Trying to keep such a slow boil going is hard. In general, as a GM, my instinct is always "if the plot isn't already racing, throw some action at them!" However, that doesn't necessarily fit with what I'm trying to do here. As mentioned in the other post, once the police or army decide they can ethically blast away at the infected (because they're not infected people, they're just bloodthirsty zombies), the outbreak should wrap up quickly. So I needed a slow sinking sense of impending disaster instead of a wall of murderous undead, at least until the authorities are too compromised to do anything about it.

That pacing and lack of immediate personified threat meant giving the players plenty of time and freedom to do whatever they wanted. As I said, the PCs visited multiple businesses this session. They also went to a church, the girlfriend's house, and nearly another church. They also knocked on every apartment door in the complex, to make sure all the neighbors knew what was going on, and to check that there weren't more infected to worry about. However, they did not do any of this as a single large group. It was like herding cats, plus the occasional zombie. The whole "party" wasn't assembled except once very near the end of the session, just after sunset. After some debate and planning, they were just about to split up again (due to a disagreement), and it wasn't going to be easy to reunite them if that happened.
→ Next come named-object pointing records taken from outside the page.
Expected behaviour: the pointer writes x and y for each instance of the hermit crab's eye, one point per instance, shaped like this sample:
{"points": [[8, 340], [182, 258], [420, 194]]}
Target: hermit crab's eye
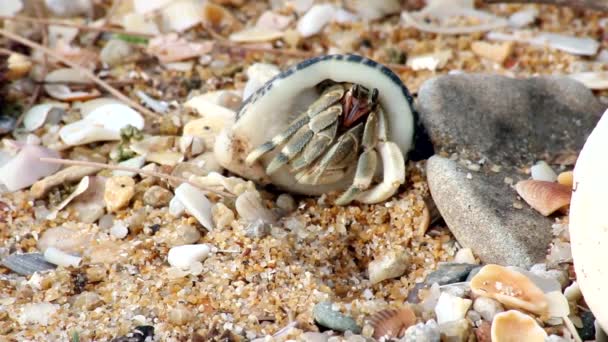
{"points": [[329, 123]]}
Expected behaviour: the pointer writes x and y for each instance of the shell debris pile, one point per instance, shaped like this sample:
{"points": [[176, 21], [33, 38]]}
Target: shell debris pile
{"points": [[256, 171]]}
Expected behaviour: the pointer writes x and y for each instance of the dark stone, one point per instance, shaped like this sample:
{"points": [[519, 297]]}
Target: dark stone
{"points": [[587, 332], [325, 316], [27, 263], [480, 213], [506, 120], [449, 273], [142, 333]]}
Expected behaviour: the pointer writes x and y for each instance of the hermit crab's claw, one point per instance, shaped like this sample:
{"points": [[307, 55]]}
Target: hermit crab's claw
{"points": [[272, 131], [393, 175]]}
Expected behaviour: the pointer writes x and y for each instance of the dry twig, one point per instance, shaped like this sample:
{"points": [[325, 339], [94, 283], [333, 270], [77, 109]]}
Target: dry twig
{"points": [[47, 21], [600, 5], [134, 170], [82, 70]]}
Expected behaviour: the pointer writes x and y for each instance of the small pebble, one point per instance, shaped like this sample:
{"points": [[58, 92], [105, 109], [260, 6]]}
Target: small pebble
{"points": [[451, 308], [495, 52], [157, 196], [566, 178], [457, 331], [249, 206], [422, 332], [119, 230], [176, 207], [315, 19], [314, 337], [118, 193], [180, 315], [286, 203], [465, 256], [487, 307], [387, 266], [87, 301], [257, 229], [448, 273], [326, 316], [222, 215], [543, 172], [115, 52]]}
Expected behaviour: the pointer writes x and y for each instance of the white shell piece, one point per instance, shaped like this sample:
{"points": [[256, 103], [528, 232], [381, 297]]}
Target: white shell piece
{"points": [[61, 258], [196, 203], [36, 116], [542, 171], [186, 255], [268, 112], [103, 123], [588, 221]]}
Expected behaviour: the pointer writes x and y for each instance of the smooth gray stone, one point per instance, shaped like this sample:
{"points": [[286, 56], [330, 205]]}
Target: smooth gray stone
{"points": [[506, 120], [480, 213]]}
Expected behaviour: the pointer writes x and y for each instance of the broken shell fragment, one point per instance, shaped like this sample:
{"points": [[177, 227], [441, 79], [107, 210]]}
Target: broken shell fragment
{"points": [[511, 288], [186, 255], [102, 124], [25, 168], [196, 203], [39, 114], [545, 197], [248, 147], [56, 89], [392, 323], [390, 265], [61, 258], [514, 326]]}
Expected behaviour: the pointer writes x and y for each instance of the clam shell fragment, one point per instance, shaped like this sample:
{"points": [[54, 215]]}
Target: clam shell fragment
{"points": [[545, 197], [511, 288], [269, 110]]}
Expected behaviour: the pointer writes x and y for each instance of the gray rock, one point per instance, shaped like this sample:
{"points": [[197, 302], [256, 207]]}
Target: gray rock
{"points": [[7, 124], [480, 213], [334, 320], [455, 331], [448, 273], [27, 263], [422, 332], [587, 331], [474, 272], [506, 120], [487, 308]]}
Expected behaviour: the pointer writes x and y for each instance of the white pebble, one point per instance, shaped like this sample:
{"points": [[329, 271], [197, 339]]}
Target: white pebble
{"points": [[390, 265], [523, 18], [451, 308], [543, 172], [185, 256], [315, 19], [176, 208], [487, 308], [465, 256], [573, 292], [119, 230], [61, 258], [249, 206], [196, 203], [37, 313]]}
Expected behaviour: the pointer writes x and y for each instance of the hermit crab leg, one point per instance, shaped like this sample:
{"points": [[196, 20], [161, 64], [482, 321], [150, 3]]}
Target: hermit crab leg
{"points": [[335, 162], [329, 97], [367, 163], [393, 164], [303, 137]]}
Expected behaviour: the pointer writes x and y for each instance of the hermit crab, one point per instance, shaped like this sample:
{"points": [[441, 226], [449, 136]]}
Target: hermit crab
{"points": [[330, 123]]}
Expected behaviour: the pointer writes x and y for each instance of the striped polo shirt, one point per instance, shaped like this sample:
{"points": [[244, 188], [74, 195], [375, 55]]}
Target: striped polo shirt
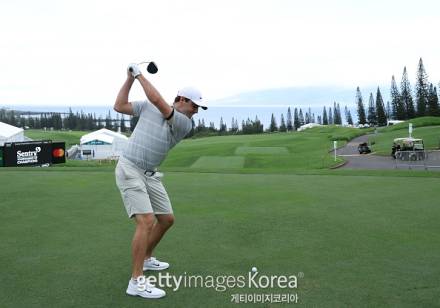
{"points": [[154, 136]]}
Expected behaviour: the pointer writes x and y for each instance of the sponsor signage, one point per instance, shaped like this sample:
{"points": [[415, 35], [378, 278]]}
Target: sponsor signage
{"points": [[33, 153]]}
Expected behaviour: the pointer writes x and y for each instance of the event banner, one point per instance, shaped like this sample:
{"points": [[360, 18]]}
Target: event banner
{"points": [[33, 153]]}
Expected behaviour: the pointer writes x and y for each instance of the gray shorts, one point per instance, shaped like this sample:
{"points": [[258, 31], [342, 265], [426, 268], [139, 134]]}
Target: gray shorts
{"points": [[141, 193]]}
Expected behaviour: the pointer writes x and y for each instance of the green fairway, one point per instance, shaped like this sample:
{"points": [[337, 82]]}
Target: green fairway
{"points": [[358, 240], [69, 137], [352, 238], [426, 128]]}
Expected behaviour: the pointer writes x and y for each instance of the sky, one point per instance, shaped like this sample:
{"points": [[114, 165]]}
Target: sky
{"points": [[75, 53]]}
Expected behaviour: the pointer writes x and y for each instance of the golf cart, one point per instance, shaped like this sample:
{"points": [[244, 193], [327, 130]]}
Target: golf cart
{"points": [[408, 149], [363, 148]]}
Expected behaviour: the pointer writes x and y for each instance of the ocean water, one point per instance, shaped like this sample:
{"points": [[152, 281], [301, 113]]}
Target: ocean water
{"points": [[213, 114]]}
So that's when a military HMMWV rolled through the neighborhood. Sticking out of the port on the top was a soldier in full NBC (nuclear-biological-chemical) gear, using one of those lovely LRAD (Long-Range Acoustic Device) units to convey a message to everyone in the area. Something to the affect of:
  • "Remain indoors. Stay calm. Stay at home. A curfew is in effect. 
  • If you have infected, quarantine them to a separate room. 
  • Do not kiss, hug, or shake hands, even if you do not exhibit symptoms. Wave politely instead. 
  • Doctors are on their way. Emergency crews will be delivering supplies tomorrow. 
  • If you have infected people with you, hang a sheet out your window. Use paint or markers to write on the sheet how many infected you have in large, easily read, numbers. This will help us assess your need. 
  • Remain indoors..."
That kept the PCs all together, though it gave them plenty more to disagree about.